С погодой творилось что-то непонятное. В октябре здесь обычно бывает сухо — жарко днем и прохладно ночью, — но в то утро с юго-запада подул ветер, горячий и влажный, словно из парильни; этот влажный воздух заполнил улицы, площади и переулки и, словно мокрой горячей шалью, накрыл город. Люди еле таскали ноги, истекая потом, а у всех мулов шерсть блестела, точно мылом намыленная. Днем влажная жара спустилась по вентиляционным колодцам в недра горы, добралась до дна долины, и, когда воздух нагрелся, бутылки — по причинам, которые в тот момент были нам неясны, — начали рваться. Мы можем только предполагать, как это произошло: должно быть, слои прохладного воздуха, столкнувшись со слоями влажного жаркого воздуха, что-то нарушили в процессе ферментации.

После того как взорвалось несколько бутылок, Рану, нашего Лягушонка, спустили на канате в одно из вентиляционных отверстий; он сообщил, что бутылки все запотели и в некоторых — особенно в бутылках со «Спуманти», игристым вином, которое производят здесь некоторые виноделы, — идет брожение. С пробок свисали клочья белой пены, похожие на бороду козла. У одних бутылок вылетала только пробка, и тогда сквозь стену слышалось глухое «по-оп». Но если пробка не вылетала, а вино начинало сильно бродить, стекло не выдерживало, и звук взрыва Наполнял ужасом и болью наши сердца.

Когда на Народной площади впервые раздались эти звуки, Бомболини сразу понял, в чем дело. Фабио и «Бригада Петрарки», состоявшая из четырех или пяти юношей, решили грудью отстаивать вино.
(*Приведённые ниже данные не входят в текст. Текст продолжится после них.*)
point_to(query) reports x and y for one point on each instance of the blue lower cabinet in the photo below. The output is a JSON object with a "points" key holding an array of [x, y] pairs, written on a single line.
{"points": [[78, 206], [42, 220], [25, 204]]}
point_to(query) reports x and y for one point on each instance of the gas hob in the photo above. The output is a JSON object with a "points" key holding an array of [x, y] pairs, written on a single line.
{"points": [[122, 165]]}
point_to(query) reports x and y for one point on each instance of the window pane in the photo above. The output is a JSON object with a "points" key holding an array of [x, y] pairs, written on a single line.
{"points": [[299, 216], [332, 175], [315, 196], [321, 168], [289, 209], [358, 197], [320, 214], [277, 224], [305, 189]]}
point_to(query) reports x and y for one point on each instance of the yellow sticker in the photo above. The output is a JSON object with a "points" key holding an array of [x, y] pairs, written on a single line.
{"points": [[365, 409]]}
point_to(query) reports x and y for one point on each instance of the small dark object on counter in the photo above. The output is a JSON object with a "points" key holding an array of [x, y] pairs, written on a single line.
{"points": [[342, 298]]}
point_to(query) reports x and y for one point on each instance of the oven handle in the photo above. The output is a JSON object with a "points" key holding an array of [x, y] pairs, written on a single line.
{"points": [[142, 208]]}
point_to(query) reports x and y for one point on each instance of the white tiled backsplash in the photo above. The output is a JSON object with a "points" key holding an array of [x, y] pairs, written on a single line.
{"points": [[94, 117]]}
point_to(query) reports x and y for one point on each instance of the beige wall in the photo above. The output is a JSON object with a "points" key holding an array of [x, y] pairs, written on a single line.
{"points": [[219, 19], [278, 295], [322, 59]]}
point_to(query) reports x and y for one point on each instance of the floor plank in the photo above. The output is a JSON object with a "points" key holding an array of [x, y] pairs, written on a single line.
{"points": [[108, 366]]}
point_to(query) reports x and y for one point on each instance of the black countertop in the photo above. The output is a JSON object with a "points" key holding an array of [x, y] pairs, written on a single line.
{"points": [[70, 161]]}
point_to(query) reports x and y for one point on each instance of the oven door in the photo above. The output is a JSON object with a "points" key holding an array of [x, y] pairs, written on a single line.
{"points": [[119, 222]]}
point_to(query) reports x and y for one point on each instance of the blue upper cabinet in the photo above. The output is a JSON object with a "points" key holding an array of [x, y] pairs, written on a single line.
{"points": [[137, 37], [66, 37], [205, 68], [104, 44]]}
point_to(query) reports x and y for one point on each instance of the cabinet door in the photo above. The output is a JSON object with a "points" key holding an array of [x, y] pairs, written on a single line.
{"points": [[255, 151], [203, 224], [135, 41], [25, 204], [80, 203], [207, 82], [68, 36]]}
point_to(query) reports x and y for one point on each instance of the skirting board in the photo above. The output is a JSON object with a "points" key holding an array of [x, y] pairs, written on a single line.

В эту минуту они увидели фельдфебеля Трауба, направлявшегося к ним через площадь.

— Что это такое, черт возьми? — спросил он.

— Взрывы в каменоломне, — ответил Пьетросанто. — Кто-то расстреливает невзорвавшиеся капсуле. Какой-нибудь мальчишка упражняется.

В тот момент ответ этот удовлетворил фельдфебеля.

— Отличный ответ, — сказал Баббалуче. — Я и не знал, что ты такой смекалистый.

А надо сказать, что наш каменщик не очень-то был щедр на комплименты.

— Что? Разве я не правду сказал? — спросил Пьетросанто.

Когда солнце село и воздух посвежел, взрывы прекратились и мы почувствовали себя в безопасности — по крайней мере до следующего дня. Но когда люди спустились с виноградников в бомбоубежище и стали устраиваться на ночь, тепла их тел оказалось достаточно, чтобы в погребе снова повысилась температура и бутылки опять начали рваться.

И снова — так, во всяком случае, представлялось многим — произошло чудо, иначе это не объяснишь. В ту ночь (словно сам бог поместил их там) у самой фальшивой стены расположились два семейства — Констанции Мурикатти и Альфредо дель Пургаторио, которые решили пожениться. Эти два семейства с помощью простынь, одеял и кусков парусины, которыми накрывают на повозках виноград, соорудили две большие, диковинного вида восточные палатки. В одной из них женщины сидели и шили наряд для невесты, а заодно и праздничные платья для себя. В другой — пели, плясали и пили мужчины. Люди очень веселились и очень шумели, потому что все были рады этой свадьбе. Семейство Мурикатти давно примирилось с мыслью, что никто никогда не женится на их Констанции, а Пургаторио давно примирились с тем, что только чудо может заставить Альфредо, человечка очень маленького и очень застенчивого, предложить женщине разделить с ним постель.